RIAA: New Data Show Napster Hurt Sales

Recording industry officials have brought

forth new evidence in their attempt to prove that Napster, the

Internet music-swapping service, has cut into their business.

Shipments of CD singles sank by 39 percent last year, according to data released by the Recording Industry Association of America.

“Napster hurt record sales,” said RIAA president Hilary Rosen. In particular, Rosen pointed to the drop in the sales of singles, once the format that fueled the music industry, as evidence of Napster’s affect.

The industry released the figures after a federal court ruled this month that the service helped users to violate music copyright laws. Financial penalties and an injunction have placed the future of the popular service in question.
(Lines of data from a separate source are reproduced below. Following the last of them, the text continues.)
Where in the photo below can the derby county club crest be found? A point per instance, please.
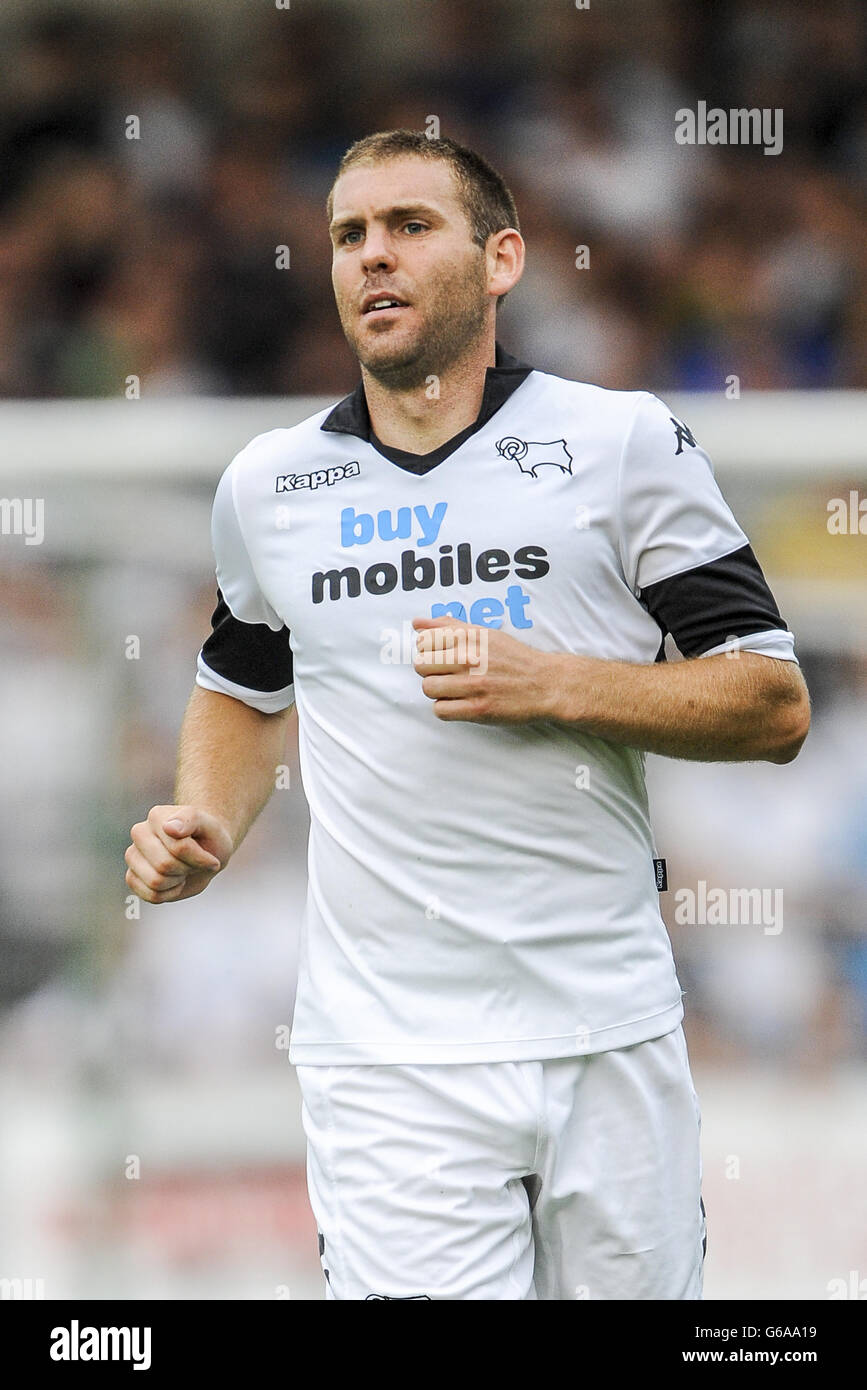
(530, 455)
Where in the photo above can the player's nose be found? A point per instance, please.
(378, 250)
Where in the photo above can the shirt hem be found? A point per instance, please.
(509, 1050)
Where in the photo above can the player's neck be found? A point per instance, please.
(423, 417)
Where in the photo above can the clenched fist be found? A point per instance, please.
(175, 852)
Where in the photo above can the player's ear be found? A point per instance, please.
(505, 257)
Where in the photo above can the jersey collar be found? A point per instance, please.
(350, 414)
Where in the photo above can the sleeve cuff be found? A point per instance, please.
(270, 702)
(777, 642)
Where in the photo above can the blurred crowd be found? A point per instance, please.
(156, 157)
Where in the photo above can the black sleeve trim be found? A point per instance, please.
(248, 653)
(714, 602)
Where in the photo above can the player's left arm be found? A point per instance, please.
(734, 706)
(737, 695)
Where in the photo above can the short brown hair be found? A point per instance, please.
(488, 203)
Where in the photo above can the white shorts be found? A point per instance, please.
(577, 1178)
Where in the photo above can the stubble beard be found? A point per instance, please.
(439, 342)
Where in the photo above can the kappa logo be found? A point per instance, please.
(323, 477)
(682, 435)
(531, 455)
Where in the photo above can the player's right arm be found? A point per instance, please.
(234, 729)
(227, 761)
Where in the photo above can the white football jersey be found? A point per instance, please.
(477, 893)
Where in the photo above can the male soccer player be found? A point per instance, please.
(463, 576)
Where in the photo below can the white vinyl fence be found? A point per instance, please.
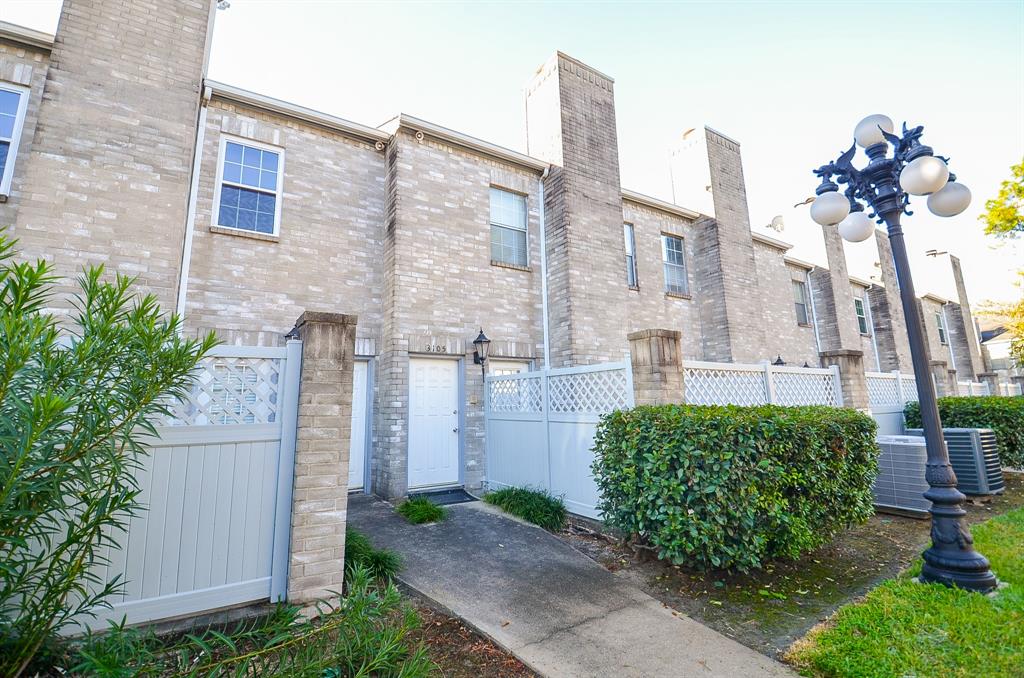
(541, 425)
(731, 383)
(973, 388)
(216, 486)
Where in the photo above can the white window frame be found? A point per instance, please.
(279, 193)
(23, 108)
(630, 243)
(943, 332)
(524, 229)
(666, 263)
(806, 301)
(860, 309)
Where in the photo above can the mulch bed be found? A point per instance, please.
(461, 652)
(769, 609)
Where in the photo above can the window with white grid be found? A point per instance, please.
(674, 257)
(13, 102)
(249, 180)
(508, 227)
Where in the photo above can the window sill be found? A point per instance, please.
(513, 266)
(227, 230)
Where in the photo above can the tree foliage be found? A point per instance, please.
(77, 398)
(1005, 214)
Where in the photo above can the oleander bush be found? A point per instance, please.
(732, 488)
(1003, 414)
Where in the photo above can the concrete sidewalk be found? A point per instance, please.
(553, 607)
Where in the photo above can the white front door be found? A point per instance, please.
(357, 450)
(433, 422)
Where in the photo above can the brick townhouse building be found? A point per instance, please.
(241, 211)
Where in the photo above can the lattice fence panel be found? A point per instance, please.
(590, 392)
(231, 390)
(725, 386)
(518, 394)
(883, 390)
(804, 388)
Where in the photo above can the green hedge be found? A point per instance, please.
(732, 488)
(1005, 415)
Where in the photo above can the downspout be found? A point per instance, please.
(193, 199)
(875, 335)
(544, 269)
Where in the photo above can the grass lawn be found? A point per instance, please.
(906, 629)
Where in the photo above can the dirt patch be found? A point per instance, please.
(460, 652)
(768, 610)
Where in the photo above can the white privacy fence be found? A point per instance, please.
(216, 486)
(973, 388)
(541, 425)
(730, 383)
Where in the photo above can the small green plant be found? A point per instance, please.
(420, 510)
(367, 633)
(360, 554)
(1003, 414)
(535, 506)
(76, 399)
(732, 488)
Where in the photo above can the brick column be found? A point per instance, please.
(320, 501)
(992, 379)
(851, 371)
(940, 375)
(657, 367)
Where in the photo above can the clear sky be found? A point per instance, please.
(788, 80)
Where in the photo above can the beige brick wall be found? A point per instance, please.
(108, 172)
(440, 288)
(782, 334)
(327, 253)
(649, 306)
(27, 67)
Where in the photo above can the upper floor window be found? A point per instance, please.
(800, 302)
(631, 255)
(941, 324)
(674, 256)
(858, 306)
(508, 227)
(13, 102)
(249, 178)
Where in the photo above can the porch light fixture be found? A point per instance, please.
(900, 166)
(480, 347)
Napster chief executive Hank Barry said the association is twisting the data to support the recording industry’s claim that they have suffered “irreparable harm” at the hands of Napster users.

“In order to argue we’ve done irreparable harm, it would be great if there were some irreparable harm to show,” he said. “We haven’t seen a credible survey yet that suggests Napster is hurting CD sales.”

Last week, music executives shook off Napster’s offer to settle a copyright infringement lawsuit, saying it didn’t offer a viable business model and failed to address concerns over the security of online music.

Under the proposal, Napster offered $150 million annually for five years to Sony, Warner, BMG, EMI and Universal. An additional $50 million would go to independent labels in each of those five years. The money would come from a fee-based service that Napster would like to launch if given approval from the record companies to use their songs.

Record industry executives called Napster’s offer inadequate for an industry with annual revenues of $40 billion.

Same Old Song

Some experts trace the drop in the sale of singles back to the record companies themselves. Industry watchers say that record companies have cut production of an unprofitable product that no longer serves the needs of the industry.

Singles, a mainstay of the industry in the 1950s and '60s, have fallen out of favor as a tool to inflate sales figures and influence radio programming, said Roy Lott, president of EMI Group’s Capitol label. Even so, Napster is the “prime culprit” for the drop in sales, he said.

Industry analysts said the drop in sales can be attributed to a number of factors, including economic factors and a weak year for music releases.

“Napster alone doesn’t seem like a fair alibi,” said Michael Nathanson, a Wall Street analyst with Sanford C. Bernstein & Co. “It’s a combination of things. Softness in consumer spending. The hit titles were for such a narrow [audience] that it was a very thin year, and lastly, the Napster factor. You can’t put your finger on it.”

“To be honest, it wasn’t a great music year,” said Andreas Schmidt, chief of the e-commerce group at Bertelsmann, which has a financial stake in Napster. “There were some isolated events, but we didn’t put that much good stuff out.”